Yalancılık, Bir Hastalık mıdır, Tedavisi Var mıdır?

Yalan ve yalancılık, fert ve toplumları içten çökerten ve yıkan en büyük hastalıklardandır; insanın huy ve mizacını bozan bir hastalık. Bu yüzden yalan büyük günahlardan sayılmıştır. "Allah'ın verdiği her hastalığın devası (çaresi) da vardır; tedavi olun!" (Buharî, "Tıb", 1)

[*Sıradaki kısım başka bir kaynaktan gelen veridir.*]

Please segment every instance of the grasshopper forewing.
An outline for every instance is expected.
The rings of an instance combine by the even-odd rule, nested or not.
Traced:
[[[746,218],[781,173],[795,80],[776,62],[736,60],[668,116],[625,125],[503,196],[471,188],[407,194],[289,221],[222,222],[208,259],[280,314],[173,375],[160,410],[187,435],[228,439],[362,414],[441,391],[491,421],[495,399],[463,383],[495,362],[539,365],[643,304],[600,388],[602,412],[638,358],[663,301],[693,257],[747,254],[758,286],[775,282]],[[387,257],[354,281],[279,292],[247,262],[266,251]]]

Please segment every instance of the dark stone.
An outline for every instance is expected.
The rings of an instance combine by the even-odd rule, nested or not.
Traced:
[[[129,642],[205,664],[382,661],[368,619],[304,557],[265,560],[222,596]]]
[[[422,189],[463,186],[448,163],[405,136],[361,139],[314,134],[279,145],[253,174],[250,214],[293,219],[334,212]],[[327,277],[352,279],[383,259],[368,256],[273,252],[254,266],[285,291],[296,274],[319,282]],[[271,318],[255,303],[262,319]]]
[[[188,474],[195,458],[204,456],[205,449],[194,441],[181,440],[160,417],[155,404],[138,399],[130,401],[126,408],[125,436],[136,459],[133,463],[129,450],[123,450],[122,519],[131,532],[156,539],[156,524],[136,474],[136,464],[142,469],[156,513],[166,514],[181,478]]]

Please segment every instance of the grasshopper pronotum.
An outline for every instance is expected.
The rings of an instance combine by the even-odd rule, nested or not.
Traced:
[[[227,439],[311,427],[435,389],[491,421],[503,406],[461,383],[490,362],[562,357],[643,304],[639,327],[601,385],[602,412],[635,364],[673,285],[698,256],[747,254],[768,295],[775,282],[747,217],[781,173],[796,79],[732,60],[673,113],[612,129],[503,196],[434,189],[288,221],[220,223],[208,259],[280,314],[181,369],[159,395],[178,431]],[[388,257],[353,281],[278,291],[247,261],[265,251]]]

Tıp dilinde çok değişik isimlerle anılan psikolojik bozuklukların ana sebebi, ruh, akıl ve beden irtibatının normal dışı olmasıdır. (Abken, 2/39 vd.) İç sıkıntısı ve bunalımlar, pek çok hastalığın başta gelen sebebidir. Psikolojik rahatsızlık, kişinin duygu ve inanışlarında meydana gelen anormalliklerdir. Yalan söylemek de, huy ve karakter anormalliği olarak bilinir.

Yalan hastalığının ve benzeri hastalıkların tedavisi, nefsi terbiyede, onu kirleten küfür, cehalet, kötü duygular, yanlış inançlar, fena huylar gibi kötü şeylerden temizleyip, iman, ilim, irfan, iyiliksever duygular, güzel ilâhi ahlâk, takva özellikleriyle donatarak, ilâhi tecellilere açık hale getirmede yatar.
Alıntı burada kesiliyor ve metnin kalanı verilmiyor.